Wednesday, June 13, 2007

such great heights

There are few more common refrains in New York City than decrying that a neighborhood isn’t what it used to be–”Those damned hipsters are everywhere!” or “I can’t walk two blocks without being barreled over by a Bugaboo-wielding Type A!” But I can’t help but laugh when I hear something of this sort because if there is one element that quintessentially defines the five boroughs, it’s that they’re always shifting and reorganizing their contents, like a decorator with a short attention span.

If you’re familiar the history of the city, you’ll know that it’s been this way from its inception. You might not have set foot on my block twenty years ago late a night without two canisters of mace, but I hear the new hair salon that just moved in is paying a six-figure monthly rent. And really, I don’t need to tell you about the Lower East Side of old, where minuscule, shambles of tenement apartments that once housed immigrant families of twelve in deplorable conditions are currently the ne plus ultra habitat of a certain set.

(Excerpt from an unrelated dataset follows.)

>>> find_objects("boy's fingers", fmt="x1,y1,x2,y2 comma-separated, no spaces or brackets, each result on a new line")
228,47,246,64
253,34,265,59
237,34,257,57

Maybe it’s not news to me because my dad grew up off Kingsbridge road in the Bronx, a place we still don’t frequent on foot, and my mom is from Jackson Heights in Queens, once home to a large German-Jewish community and now a NYC mecca of immigrants from Columbia, South Asia and other Latin countries, replete with its own Little India. If you told me it was home to some of the prettiest garden apartments in the city before Saturday, I’d never have believed you and yet there we were, mom, myself and a friend wandering from community garden to garden, in absolute awe of utter peacefulness of these retreats, yet still less than five blocks from each of two of the most useful subways. I’m not even sure that my mother knew it was this sublime, having not been back in 25 (cough, 35!) years.

We snuck into the foyer of the building where she grew up, and marveled at how well-maintained it was, from the high ceilings to fresh gold leafing, and even the radiator (my mother where my mother’s dates would hang out, since they weren’t allowed up in the apartment) exactly as it was. Though her old synagogue has long since closed, the Jewish center than opened to serve the less than 100 families left still had record of her parents membership, including their once-new address in San Diego written in my grandmother’s perfect cursive. I confess that I first turned my nose up at the lack of the type of fancy-pants food stores I’ve grown used to in Chelsea, until I saw the bottomless supply of coveted Indian mangoes and limes, ten for a dollar. Could I be living in the wrong borough?

rice pudding

You simply cannot go to Jackson Heights–I mean, you can’t; I forbid you–without eating at the Jackson Diner, boasting a $10 all-you-can eat buffet of Indian curries, dals and tandoori dishes, flawlessly delicious but humble, like good food should be. Resist the urge to refill your plate; by the time I’d returned to my seat with more aloo gobi, I was too full to eat more than a bite of it, and hung my head in profound American shame, always with the eyes bigger than the stomach, carelessly wasting food because it seems free. Being full, however, in no way give you a pass on the rice pudding with raisins and cashews, perfectly sweet and comforting. You’ll never eat Curry in a Hurry again.

Jackson Diner
37-47 74th StreetJackson Heights, NY 11372 near 37th Road.